O Sydney Morning Herald, relatou que o sistema do tribunal de Houston, nos Estados Unidos, teve que fechar na tarde de sexta-feira, dia 6 de fevereiro, depois que o vírus se alastrou pelos servidores que continham os dados.

As operações do tribunal foram canceladas até que a situação esteja normalizada, previsto para acontecer hoje, dia 12 de fevereiro, pela manhã. Embora multas possam ser pagas, julgamentos estão suspensos e devem ser remarcados.

Na França, o malware atingiu os computadores militares em meados de janeiro, impedindo que três aviões decolassem, já que estavam incapazes de carregar os planos de vôo a partir do servidor. Neste caso, o problema foi contornado pelo uso de tecnologias como telefonia, fax e correio, noticiou o site BetaNews.

O Conficker utiliza uma vulnerabilidade em servidores Windows desatualizados. Estatísticas conservadoras divulgadas em janeiro estimavam que o vírus tivesse infectado entre 10 e 15 milhões de máquinas pelo mundo inteiro.
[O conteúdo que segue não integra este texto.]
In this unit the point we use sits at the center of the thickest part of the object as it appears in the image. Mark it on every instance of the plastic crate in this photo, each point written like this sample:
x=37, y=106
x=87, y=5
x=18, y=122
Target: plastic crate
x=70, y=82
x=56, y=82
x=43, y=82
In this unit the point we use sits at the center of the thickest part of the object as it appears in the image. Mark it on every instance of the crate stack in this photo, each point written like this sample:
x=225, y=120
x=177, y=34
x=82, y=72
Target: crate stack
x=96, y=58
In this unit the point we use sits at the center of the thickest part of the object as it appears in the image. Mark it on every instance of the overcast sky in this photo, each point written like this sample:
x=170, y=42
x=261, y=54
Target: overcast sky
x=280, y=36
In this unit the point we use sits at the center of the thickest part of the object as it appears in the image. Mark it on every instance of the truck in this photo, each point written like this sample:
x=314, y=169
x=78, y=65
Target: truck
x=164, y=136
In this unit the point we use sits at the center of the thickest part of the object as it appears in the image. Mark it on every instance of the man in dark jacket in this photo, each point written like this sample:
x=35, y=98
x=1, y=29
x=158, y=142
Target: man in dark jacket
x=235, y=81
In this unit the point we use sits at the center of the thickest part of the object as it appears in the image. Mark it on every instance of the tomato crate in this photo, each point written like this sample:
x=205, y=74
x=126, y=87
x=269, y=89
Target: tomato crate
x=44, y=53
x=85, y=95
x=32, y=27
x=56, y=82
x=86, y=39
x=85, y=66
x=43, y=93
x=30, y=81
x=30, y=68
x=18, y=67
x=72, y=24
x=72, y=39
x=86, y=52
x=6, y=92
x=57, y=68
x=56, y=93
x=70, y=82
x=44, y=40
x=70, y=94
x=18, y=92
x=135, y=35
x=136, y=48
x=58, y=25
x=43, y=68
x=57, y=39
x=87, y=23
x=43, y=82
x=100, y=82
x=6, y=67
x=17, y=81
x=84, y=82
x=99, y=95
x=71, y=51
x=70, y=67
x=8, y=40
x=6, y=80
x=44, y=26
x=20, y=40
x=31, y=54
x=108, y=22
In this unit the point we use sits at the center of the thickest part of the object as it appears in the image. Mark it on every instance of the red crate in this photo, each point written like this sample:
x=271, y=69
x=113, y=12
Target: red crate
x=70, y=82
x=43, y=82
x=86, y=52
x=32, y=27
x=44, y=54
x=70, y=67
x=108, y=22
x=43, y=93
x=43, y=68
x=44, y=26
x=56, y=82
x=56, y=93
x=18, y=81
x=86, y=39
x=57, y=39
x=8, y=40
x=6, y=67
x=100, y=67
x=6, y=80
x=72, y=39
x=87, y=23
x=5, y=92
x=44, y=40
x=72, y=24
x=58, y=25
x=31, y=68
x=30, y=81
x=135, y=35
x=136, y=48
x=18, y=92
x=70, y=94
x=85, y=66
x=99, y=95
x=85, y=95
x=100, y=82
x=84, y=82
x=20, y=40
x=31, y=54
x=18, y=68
Embora até o momento não cause nenhum dano além de afetar o sistema de login em redes, acredita-se que a ameaça possa fazer parte de um plano maior, como a criação da maior botnet do mundo.

Zumbis e botnets

Além do medo tradicional de que o hacker obtenha informações do próprio usuário, invasões a computadores domésticos estão sendo usadas pelos cybercriminosos para um mal maior.

Botnets são redes formadas por computadores infectados por vírus especiais capazes de torná-los "zumbis". Uma vez infectado, um "zumbi" pode ser controlado à distância por pessoas ou organizações criminosas.

Todos os zumbis podem ser controlados ao mesmo tempo e de forma coordenada. Isso pode ser usado para enviar spam com abrangência global e até mesmo para atacar a infraestrutura de internet de países inteiros.

Hoje em dia, estima-se que o interesse dos criminosos digitais pelos dados de um usuário doméstico seja muito pequeno. A grande motivação desses hackers é formar uma espécie de "exército zumbi" para poder atacar instituições maiores, sejam empresas ou governos.